Why it matters: McConnell, the most powerful Republican in the Senate, has sharpened his criticism for President Trump's actions in Syria one day after the U.S. reached a cease-fire agreement. That agreement did not prevent clashes from breaking out between Kurdish and Turkish forces on Friday and has not restrained other Trump allies from criticizing his decision to leave the region prior to Turkeys military operation.
"Even if the five-day cease-fire announced Thursday holds, events of the past week have set back the United States’ campaign against the Islamic State and other terrorists.
Unless halted, our retreat will invite the brutal Assad regime in Syria and its Iranian backers to expand their influence.

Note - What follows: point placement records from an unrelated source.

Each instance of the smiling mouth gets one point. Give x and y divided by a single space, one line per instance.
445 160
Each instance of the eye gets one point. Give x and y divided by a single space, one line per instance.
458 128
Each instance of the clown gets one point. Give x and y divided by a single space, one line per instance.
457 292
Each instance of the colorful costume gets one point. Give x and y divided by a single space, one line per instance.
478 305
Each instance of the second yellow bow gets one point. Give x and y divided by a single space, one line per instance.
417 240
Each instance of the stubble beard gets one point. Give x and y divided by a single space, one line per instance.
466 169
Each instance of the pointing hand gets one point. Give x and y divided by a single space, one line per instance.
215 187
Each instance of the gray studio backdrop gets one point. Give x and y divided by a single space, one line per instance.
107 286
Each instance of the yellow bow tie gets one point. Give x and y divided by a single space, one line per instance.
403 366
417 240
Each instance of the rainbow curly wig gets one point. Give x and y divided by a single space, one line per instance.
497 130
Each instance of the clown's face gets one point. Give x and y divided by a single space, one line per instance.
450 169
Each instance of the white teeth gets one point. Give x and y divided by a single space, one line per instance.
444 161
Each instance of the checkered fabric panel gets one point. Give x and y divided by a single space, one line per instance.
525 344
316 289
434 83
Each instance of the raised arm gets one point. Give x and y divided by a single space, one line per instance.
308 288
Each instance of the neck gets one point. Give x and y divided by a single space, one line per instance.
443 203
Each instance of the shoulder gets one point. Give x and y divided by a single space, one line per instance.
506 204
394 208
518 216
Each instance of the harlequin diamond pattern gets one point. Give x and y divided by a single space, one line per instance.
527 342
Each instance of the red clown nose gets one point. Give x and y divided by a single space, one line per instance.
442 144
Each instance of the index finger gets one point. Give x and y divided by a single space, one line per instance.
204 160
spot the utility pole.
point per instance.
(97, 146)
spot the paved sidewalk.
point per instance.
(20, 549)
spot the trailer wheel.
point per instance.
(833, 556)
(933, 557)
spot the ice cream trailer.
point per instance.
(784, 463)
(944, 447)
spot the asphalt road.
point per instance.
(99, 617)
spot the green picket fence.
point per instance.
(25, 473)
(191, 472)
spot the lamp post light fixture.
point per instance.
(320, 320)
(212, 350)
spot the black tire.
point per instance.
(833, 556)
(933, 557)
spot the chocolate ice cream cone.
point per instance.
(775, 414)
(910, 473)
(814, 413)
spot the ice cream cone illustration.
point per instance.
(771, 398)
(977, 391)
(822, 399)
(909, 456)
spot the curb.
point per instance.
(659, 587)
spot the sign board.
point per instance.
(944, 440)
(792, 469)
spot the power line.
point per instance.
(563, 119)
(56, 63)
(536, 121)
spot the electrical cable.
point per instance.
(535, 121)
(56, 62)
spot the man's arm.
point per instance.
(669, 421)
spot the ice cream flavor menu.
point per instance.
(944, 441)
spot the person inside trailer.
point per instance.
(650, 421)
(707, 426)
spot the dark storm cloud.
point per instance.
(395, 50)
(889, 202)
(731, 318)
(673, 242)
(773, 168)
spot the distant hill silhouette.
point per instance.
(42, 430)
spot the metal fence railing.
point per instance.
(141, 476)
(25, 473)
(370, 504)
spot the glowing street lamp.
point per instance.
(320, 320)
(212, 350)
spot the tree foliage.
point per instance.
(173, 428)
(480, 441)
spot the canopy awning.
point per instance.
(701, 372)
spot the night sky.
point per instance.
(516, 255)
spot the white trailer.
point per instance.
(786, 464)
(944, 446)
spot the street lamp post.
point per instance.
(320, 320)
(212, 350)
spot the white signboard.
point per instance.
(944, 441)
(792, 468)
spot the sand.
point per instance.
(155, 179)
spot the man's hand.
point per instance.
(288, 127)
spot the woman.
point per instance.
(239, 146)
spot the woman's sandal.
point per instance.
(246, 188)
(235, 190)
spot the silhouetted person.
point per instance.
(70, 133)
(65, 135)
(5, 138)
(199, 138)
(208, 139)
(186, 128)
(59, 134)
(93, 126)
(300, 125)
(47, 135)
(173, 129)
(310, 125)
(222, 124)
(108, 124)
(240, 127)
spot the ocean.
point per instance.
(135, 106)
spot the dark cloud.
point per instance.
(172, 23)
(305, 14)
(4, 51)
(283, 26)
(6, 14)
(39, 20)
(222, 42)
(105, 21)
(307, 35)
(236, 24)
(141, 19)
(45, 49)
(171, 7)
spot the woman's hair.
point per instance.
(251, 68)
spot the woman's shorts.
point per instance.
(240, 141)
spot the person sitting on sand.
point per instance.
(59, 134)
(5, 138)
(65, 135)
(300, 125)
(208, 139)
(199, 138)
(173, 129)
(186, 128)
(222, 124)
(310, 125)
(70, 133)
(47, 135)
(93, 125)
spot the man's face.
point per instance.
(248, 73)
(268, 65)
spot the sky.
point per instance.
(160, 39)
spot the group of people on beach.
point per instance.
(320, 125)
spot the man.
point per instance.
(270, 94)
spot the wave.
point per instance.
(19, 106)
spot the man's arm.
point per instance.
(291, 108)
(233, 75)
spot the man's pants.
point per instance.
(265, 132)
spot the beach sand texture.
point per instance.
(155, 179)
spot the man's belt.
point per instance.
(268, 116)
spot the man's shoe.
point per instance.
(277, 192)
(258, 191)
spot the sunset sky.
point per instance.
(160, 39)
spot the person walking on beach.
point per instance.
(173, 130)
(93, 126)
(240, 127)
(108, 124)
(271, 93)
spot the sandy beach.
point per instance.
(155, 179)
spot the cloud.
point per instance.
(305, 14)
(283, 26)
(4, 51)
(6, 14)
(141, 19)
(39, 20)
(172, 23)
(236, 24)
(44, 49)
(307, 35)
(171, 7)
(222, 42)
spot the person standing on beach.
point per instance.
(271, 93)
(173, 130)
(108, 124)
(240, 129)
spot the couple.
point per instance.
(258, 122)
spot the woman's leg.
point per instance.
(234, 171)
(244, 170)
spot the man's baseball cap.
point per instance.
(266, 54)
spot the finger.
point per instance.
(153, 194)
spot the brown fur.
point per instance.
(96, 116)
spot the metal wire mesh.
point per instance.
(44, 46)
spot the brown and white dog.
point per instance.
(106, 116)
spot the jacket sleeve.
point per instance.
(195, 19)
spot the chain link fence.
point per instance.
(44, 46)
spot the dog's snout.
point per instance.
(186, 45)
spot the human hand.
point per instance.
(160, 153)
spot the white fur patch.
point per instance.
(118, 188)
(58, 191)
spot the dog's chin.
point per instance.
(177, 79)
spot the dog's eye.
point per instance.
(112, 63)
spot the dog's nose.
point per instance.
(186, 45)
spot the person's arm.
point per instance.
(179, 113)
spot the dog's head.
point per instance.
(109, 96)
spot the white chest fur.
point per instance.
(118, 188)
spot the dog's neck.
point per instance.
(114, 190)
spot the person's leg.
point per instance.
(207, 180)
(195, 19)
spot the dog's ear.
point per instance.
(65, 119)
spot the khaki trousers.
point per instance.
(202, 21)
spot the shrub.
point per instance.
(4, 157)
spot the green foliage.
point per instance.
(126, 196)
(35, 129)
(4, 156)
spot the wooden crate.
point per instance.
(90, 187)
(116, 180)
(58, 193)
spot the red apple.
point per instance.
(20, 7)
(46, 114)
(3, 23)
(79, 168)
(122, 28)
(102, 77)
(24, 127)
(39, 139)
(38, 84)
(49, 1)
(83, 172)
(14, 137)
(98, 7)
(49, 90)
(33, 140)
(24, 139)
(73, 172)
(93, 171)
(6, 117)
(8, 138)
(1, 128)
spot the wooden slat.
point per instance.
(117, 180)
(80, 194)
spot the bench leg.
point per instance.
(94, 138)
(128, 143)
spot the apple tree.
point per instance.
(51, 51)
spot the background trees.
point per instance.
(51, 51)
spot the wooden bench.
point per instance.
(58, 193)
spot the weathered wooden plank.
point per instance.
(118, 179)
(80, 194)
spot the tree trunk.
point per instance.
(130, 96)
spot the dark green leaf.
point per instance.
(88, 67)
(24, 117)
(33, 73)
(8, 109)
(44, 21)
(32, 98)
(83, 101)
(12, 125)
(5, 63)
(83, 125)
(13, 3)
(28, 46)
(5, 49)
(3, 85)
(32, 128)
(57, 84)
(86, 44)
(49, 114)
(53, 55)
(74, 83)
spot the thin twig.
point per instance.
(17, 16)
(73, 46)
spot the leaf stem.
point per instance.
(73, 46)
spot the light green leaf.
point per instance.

And we are ignoring Russia’s efforts to leverage its increasingly dominant position in Syria to amass power and influence throughout the Middle East and beyond."
... To keep pressure on Islamic State terrorists, deter Iranian aggression and buy our local partners more leverage to negotiate with Bashar al-Assad to end the underlying conflict, we should retain a limited military presence in Syria and maintain our presence in Iraq and elsewhere in the region."
The bottom line: McConnell said the U.S. withdrawal of troops and escalating Turkish-Kurdish hostilities are "creating a strategic nightmare for our country."